Nothing shall be above the constitution, no law, no rule and no contract. In fact, a person or contract that demands you to give up your constitutional rights is plain criminal, fraudulent, coercive, illegitimate.

Anonymous Coward says:

Know Your Power and Use It

“The prosecution of any journalistic source without due consideration by the jury as to the harm or benefit of the journalistic activity…must be resisted.”

When told that the law forbids you to know or consider pertinent issues that might mitigate circumstances in favor of a defendant, acquit. Jury nullification is not a right under the law – it is an unregulated power, and you own a duty to exercise it to defeat tyranny on behalf of your fellow citizens.

Ninja (profile) says:

The question is, why is the law still valid considering it’s clearly unconstitutional? Because it can be used to throw the book at journalism and freedom of speech. Like many other laws that conflict with the Constitution and are considered valid. Your government only likes you while you are a happy pawn. Don’t dare question your overlords!

heymanj says:

How or what? which is more important?

It seems to me that in this case people are saying the what (contents) of the documents are important – regardless of the how they were procured.

Yet we have multiple investigations (special counsel + multiple congressional inquiries) in the how (allegedly Russian) and everyone keeps saying the content (the what) is unimportant.

The content exposed in both is of interest – but somehow the treatment isn’t.

Thad (user link) says:

Re: Re:

You know, we make a lot of "How much is Putin paying you to post Russian propaganda in the comments?" jokes around here.

But seriously, how much is Putin paying you to post Russian propaganda in the comments?

This is straight-up Whataboutism, the oldest Russian propaganda trick in the book. You really don’t think we’ve heard of it? Frankly that’s a little insulting. And saying it three times in the same comments thread? You gotta pace yourself, comrade.

The thing about Whataboutism is that it cuts both ways. Yes, it’s intellectually dishonest to claim that interfering in elections is okay when we do it but not when the Russians do it.

But it’s equally dishonest to imply that interfering elections is not okay when we do it but, somehow, okay when the Russians do it.

Truth is, interfering in elections is wrong no matter who does it. And, your ridiculous and repeated strawman aside, nobody here is saying otherwise.

Anonymous Coward says:

Re: Re: Re:

Well good for you and your jokes, with your imaginary friends “around here”.

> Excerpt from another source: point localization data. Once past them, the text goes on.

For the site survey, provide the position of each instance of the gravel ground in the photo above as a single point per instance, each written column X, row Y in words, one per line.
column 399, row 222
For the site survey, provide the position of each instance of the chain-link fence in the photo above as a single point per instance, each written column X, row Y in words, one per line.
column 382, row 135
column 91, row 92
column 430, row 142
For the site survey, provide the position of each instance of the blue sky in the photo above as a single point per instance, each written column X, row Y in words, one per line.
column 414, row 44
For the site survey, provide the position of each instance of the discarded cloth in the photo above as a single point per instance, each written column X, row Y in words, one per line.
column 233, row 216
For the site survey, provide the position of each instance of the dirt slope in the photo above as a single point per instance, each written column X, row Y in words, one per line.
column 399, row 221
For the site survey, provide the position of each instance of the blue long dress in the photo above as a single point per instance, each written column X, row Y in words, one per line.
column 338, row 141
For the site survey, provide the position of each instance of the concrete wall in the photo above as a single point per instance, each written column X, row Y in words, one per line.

Nobody is paying me nothing, I am here from my free will, no money involved. Alone, not with imaginary friends.

I did not say Russian government or Putin are any better, I am not even russian, nor american.

Yes, I said it 3 times so what? It is not agains the forum rules. Therefore you certainly teying to discredit me some other way. You have knack for checking out every single comment to try to discredit what you and YOUR propaganda don’t like.

Whataboutism? You invented that. I don’t care.

Who said if Russia intervenes is ok? I am just saying your american government and propaganda rushes to points fingers at others while they do the exact same thing and more! The hypocrisy.

I am not implying anything, you implied it yourself, my words were clear:

Why when Russia intervenes (still allegedly) in US elections is bad? But when US does it in other countries (including several changes of regime) is OK?

Stop pointing fingers at others and clean your backyard first.

Talmyr (profile) says:

Re: Re: Re: Re:

Most citizens have no control over what their government does to foreign actors. Yet you want them to not care about someone interfering in their election (which incidentally affects the whole world) just because the US might be doing the same thing? (Citation needed too.)

Even if the US government is interfering in other elections (and usually it’s a bit more blatant) there is no reason it shouldn’t try to minimise damage to its own.

That’s a bit like telling the US that as long as they ‘apparently’ ‘threaten’ other countries they are not allowed to defend their own.